Acceptable Risk – Easy to talk about, but no one knows what it means

May 4, 2008

risk

Standards about risk management always talk about “acceptable risk.” This is a qualitative term. Unfortunately, for much of healthcare there is no matching quantitative assessment or goal. Consider two examples.

Statement

Because

Precision is acceptable

CV is 8% and goal is 10%

Residual risk is acceptable

?

 

 

It is possible to estimate the probability of a severe adverse event and to have an associated goal for such a probability but no one in healthcare does this. So one will see things like, “with this mitigation we have reduced the risk of the adverse event to an acceptable level” but the reality is no one knows what this really means.


Never Events – Never a meaningful goal

May 3, 2008

problemThis has been considerable discussion about the National Quality Forum’s  so called 28 never events (1). Here are some problems with this concept.

Never is a poor goal – Adverse events can be considered within a risk management program. Risk is the combination of two items – severity and probability of occurrence. By their selection, one can gather than severity is high for the 28 events. However, probability can never be zero. Consider a simple example. The likelihood of performing wrong site surgery is X. One performs a double check to prevent wrong site surgery. Now the likelihood is 0.0001X. But the double check can fail. So one can perform a triple check. Now the probability is much lower but it is still not zero. And so on. Working with probabilities (as in fault trees), is one way to see that probabilities are never zero, nor is risk.

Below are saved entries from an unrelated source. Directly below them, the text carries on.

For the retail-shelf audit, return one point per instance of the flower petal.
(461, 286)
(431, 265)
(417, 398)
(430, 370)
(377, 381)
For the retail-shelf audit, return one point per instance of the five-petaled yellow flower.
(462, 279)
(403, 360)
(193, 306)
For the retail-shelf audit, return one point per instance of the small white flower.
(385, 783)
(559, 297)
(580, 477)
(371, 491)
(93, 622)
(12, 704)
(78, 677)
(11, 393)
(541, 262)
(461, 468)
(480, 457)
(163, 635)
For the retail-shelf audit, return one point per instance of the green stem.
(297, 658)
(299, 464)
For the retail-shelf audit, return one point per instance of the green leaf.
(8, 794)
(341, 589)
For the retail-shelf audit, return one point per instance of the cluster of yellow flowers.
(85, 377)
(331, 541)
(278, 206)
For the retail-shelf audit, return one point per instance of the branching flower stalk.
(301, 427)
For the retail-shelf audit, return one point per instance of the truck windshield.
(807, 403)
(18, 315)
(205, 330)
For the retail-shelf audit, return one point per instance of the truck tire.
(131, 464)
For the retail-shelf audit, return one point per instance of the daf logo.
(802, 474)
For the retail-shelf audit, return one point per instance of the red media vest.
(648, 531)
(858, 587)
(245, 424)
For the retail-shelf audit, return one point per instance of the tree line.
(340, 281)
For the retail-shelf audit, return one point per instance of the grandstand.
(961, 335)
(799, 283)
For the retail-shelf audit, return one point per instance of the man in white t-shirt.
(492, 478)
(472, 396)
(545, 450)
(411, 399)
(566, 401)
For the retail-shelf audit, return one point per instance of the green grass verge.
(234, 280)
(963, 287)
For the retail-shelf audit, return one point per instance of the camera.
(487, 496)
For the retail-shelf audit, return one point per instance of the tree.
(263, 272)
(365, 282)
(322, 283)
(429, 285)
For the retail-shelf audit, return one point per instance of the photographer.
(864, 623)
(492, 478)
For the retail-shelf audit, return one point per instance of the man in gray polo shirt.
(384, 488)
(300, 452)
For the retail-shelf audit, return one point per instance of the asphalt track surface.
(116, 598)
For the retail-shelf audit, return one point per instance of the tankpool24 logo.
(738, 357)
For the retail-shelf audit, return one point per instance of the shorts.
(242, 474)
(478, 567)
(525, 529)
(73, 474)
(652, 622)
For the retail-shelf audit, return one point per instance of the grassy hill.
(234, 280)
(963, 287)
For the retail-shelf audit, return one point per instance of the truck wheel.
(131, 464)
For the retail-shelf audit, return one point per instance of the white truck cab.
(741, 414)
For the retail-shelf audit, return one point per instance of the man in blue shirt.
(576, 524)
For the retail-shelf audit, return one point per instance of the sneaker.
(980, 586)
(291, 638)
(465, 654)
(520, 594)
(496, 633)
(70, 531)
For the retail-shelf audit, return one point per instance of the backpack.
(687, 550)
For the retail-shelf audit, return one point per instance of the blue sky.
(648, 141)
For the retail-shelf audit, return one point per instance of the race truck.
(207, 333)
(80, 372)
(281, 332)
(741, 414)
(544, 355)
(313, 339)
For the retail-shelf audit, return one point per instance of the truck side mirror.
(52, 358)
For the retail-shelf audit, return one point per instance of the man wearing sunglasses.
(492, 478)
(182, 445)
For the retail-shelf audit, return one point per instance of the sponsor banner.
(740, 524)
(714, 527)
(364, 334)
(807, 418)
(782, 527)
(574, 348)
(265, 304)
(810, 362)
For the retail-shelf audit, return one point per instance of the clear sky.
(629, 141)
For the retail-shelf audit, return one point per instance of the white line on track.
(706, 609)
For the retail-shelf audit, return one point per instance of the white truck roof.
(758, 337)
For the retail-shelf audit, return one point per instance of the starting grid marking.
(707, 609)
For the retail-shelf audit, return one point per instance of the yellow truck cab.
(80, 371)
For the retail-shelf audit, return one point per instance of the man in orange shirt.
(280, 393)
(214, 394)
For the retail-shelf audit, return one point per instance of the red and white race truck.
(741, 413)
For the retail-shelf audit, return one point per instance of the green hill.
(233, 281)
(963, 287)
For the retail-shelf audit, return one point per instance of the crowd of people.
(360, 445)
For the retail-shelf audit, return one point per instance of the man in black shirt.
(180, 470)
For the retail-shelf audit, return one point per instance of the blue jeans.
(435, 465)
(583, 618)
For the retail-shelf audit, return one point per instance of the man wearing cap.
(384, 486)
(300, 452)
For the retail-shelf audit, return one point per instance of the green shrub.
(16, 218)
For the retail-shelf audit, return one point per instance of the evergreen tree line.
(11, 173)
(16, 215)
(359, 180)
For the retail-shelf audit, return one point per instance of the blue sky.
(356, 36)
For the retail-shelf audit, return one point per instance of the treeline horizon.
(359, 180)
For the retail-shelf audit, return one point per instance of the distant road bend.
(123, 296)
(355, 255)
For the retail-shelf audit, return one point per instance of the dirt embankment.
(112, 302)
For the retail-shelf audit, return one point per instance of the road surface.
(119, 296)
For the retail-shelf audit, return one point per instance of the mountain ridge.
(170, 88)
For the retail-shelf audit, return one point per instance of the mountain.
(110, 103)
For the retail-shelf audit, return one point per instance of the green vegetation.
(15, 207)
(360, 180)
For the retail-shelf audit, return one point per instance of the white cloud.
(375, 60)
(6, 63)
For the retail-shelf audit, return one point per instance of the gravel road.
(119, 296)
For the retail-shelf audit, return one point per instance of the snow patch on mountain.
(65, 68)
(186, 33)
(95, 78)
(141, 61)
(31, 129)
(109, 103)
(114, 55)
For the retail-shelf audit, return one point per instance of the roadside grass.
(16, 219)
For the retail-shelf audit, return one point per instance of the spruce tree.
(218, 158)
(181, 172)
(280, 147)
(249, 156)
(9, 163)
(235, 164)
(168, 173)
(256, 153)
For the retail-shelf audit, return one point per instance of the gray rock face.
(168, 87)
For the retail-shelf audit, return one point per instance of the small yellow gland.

28 goals are too many – If one wants to manage anything, one needs a limited number of goals. There is no reason why one can’t combine events to give a single goal – the overall risk of an adverse event.

“largely preventable” is not the same as preventable – In the NQF site, the never events are said to be largely preventable. The problems with this are obvious.

References

1.       See http://216.122.138.39/projects/completed/sre/index.asp


Alternatives to Six Sigma

March 19, 2008

assay

This entry continues where the entry (Six Sigma can be dangerous to your health) left off. Given the problems with six sigma, what are some solutions to estimate the quality of an assay, using hCG as an example assay.

First, when total analytical error is calculated to estimate the values in zones A-C in an error grid, one should use conservative methods such as the empirical distributions suggested by the CLSI EP21A method, and where no data are deleted. Let’s say a clinical laboratory has done this evaluation with 40 patient samples for a new and reference method and found no results in zone C for an hCG assay. What can one conclude? Although there are 0% of the values in zone C, the 95% confidence interval extends to 7.2%. This means that for every million hCG results performed, up to 72,000 results could be in zone C. This is not very comforting and these types of evaluations don’t prove much, although one knows that the 7.2% rate is unlikely (because if this rate to occurred, it would be noticed).

FMEA is an approach that will provide an answer to the quality question but in its complete form, it requires considerable effort. To complete a FMEA analysis, one has to postulate all possible reasons why a result could fall into zone C. To get an idea of what is involved, take two possible failure modes, HAMA interference and a patient sample mix-up.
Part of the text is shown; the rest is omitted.